| Jeux en ligne: le monopole de la Française des jeux épinglé par Bruxelles |
ajoutée le 2007-07-01 06:25:14
Bruxelles estime que la France enfreint le traité de l’UE en réservant à la Française des jeux et au PMU le monopole des jeux en ligne. Elle devra modifier sa législation. Sinon l’affaire pourra être transmise devant la Cour de justice européenne.
Les monopoles français sur les jeux d’argent en ligne, détenus par la Française des jeux (FDJ) et le PMU, ne doivent pas perdurer. La Commission européenne, après une première mise en demeure de la France en octobre 2006, a franchi une seconde étape dans ce dossier. Elle a envoyé à l’État français un avis motivé pour lui demander de changer sa législation; il devrait lui parvenir vendredi ou lundi prochain.
Dans cet avis, qui constitue un réel rappel à l’ordre, la Commission «constate» qu’il y a une infraction au traité de l’Union européenne (dont la dernière version est celui de Nice de 2001) au niveau de la libre circulation des services.
En ne laissant aucun autre acteur que la FDJ et le PMU proposer en France des jeux d’argent en ligne, l’État français a mis en place des «restrictions incompatibles avec le droit communautaire existant», indique Bruxelles.
Des mois de négociations vont s’engager
«Soit cette activité est considérée comme dangereuse et donc interdite à tout le monde. Soit elle est considérée comme non dangereuse et ouverte à tous. Soit elle présente des risques, et alors des restrictions peuvent être imposées aux acteurs. Mais elle ne peut être confiée exclusivement à certaines entreprises», résumait en 2006 pour ZDNet.fr, la direction générale du marché intérieur et des services (DG Markt), en charge du dossier.
Dans un délai théorique de deux mois, la France doit donc répondre à l’avis motivé de la Commission européenne. Les discussions vont ensuite s’engager pour parvenir à un consensus. La volonté de Bruxelles est que la France modifie à terme sa législation, afin de mettre fin au monopole sur les jeux d’argent en ligne, nous a confirmé un porte-parole de la GD Markt. En pratique, elle s’attend à des discussions pouvant durer plusieurs mois.
Si aucun accord n’est trouvé, une troisième étape sera enclenchée: la saisine de la Cour de justice des Communautés européennes, qui pourrait déboucher sur une amende. Dans la majorité des cas, l’État membre poursuivi se plie aux demandes de Bruxelles avant d’en arriver là, rappelle-t-on à la DG Markt.
Le jeu d’argent en ligne: une activité sensible selon la FDJ
De quoi satisfaire les opérateurs de jeux, à commencer par les casinotiers, qui militent depuis des années pour pouvoir proposer légalement de services de paris en ligne en France.
Aujourd’hui, la plupart des sites de jeux déjà accessibles sont dans l’illégalité.

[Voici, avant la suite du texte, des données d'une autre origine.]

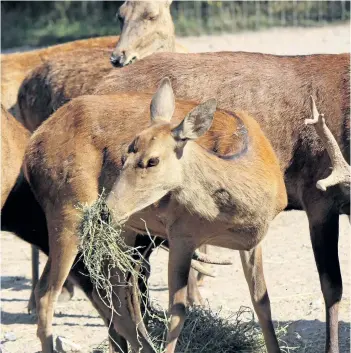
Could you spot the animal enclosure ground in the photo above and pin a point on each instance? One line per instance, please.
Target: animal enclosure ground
(290, 271)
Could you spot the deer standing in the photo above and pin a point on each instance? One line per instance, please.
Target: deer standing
(236, 176)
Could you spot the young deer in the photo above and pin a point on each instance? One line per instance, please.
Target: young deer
(223, 190)
(273, 89)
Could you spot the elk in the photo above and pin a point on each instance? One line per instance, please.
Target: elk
(14, 138)
(147, 28)
(15, 67)
(158, 36)
(275, 90)
(237, 215)
(341, 169)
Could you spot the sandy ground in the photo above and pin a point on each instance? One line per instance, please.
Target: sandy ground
(290, 270)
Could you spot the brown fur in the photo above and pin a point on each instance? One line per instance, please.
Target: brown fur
(275, 90)
(14, 139)
(15, 67)
(77, 152)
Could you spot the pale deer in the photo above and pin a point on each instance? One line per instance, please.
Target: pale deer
(158, 35)
(223, 189)
(147, 28)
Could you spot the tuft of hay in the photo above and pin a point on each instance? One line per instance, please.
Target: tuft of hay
(103, 248)
(207, 331)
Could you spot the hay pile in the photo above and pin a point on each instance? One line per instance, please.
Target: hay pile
(102, 248)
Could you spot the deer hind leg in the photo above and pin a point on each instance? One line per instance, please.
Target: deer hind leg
(67, 289)
(179, 262)
(200, 277)
(253, 270)
(62, 225)
(193, 294)
(324, 230)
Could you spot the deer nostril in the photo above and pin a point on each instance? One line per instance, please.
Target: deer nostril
(141, 164)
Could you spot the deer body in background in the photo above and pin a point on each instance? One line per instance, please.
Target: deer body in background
(157, 36)
(103, 128)
(275, 90)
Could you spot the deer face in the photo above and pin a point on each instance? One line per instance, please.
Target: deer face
(153, 165)
(147, 27)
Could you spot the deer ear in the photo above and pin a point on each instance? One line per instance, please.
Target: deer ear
(197, 122)
(162, 103)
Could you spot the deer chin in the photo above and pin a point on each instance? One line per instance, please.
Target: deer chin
(130, 59)
(124, 207)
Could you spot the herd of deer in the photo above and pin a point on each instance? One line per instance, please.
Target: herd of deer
(214, 172)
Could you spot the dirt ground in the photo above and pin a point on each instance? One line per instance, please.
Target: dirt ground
(291, 274)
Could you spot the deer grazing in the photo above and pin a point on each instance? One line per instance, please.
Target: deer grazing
(147, 28)
(272, 89)
(95, 53)
(223, 176)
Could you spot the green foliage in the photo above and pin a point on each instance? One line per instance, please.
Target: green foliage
(39, 23)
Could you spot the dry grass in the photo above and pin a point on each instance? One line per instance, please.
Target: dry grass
(205, 331)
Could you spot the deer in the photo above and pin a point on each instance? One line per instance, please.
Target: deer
(241, 167)
(14, 139)
(15, 67)
(146, 28)
(341, 169)
(272, 89)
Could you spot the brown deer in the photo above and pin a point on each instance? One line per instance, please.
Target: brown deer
(236, 175)
(341, 169)
(275, 90)
(14, 139)
(16, 66)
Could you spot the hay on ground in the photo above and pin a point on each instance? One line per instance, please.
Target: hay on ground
(102, 247)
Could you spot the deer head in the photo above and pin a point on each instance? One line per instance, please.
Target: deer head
(153, 165)
(147, 27)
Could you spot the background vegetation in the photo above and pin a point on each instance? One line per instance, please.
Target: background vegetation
(40, 23)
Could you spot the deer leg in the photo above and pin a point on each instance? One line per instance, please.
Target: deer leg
(324, 231)
(193, 294)
(253, 270)
(62, 226)
(179, 262)
(35, 278)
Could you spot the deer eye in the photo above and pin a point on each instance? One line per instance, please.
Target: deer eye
(152, 162)
(123, 160)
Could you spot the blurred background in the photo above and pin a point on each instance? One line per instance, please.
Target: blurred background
(42, 23)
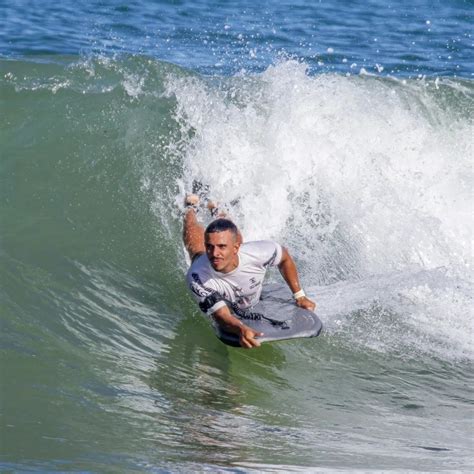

Selon une étude du cabinet d’audit Lexsi datant de 2006: «75% de l’activité des jeux d’argent en ligne en France est illégale actuellement.» Le cabinet a recensé plus de 14.823 sites actifs de jeux en juin 2006 dans le monde, dont 1.284 en français et accessibles.
La Française des jeux prend acte de la décision de Bruxelles. La société tient cependant à préciser qu’«il y a aujourd’hui un consensus en Europe autour de l’idée que les jeux en ligne constituent un secteur sensible qui doit faire l’objet d’un contrôle strict des Etats».
La FDJ estime que «le jeu requiert une vigilance forte» principalement sur internet où le droit varie d’un pays à l’autre, et où des opérateurs peu scrupuleux risquent de faire une concurrence déloyale aux acteurs «les plus responsables et les mieux encadrés réglementairement et financièrement». Cela «au détriment de la protection des joueurs».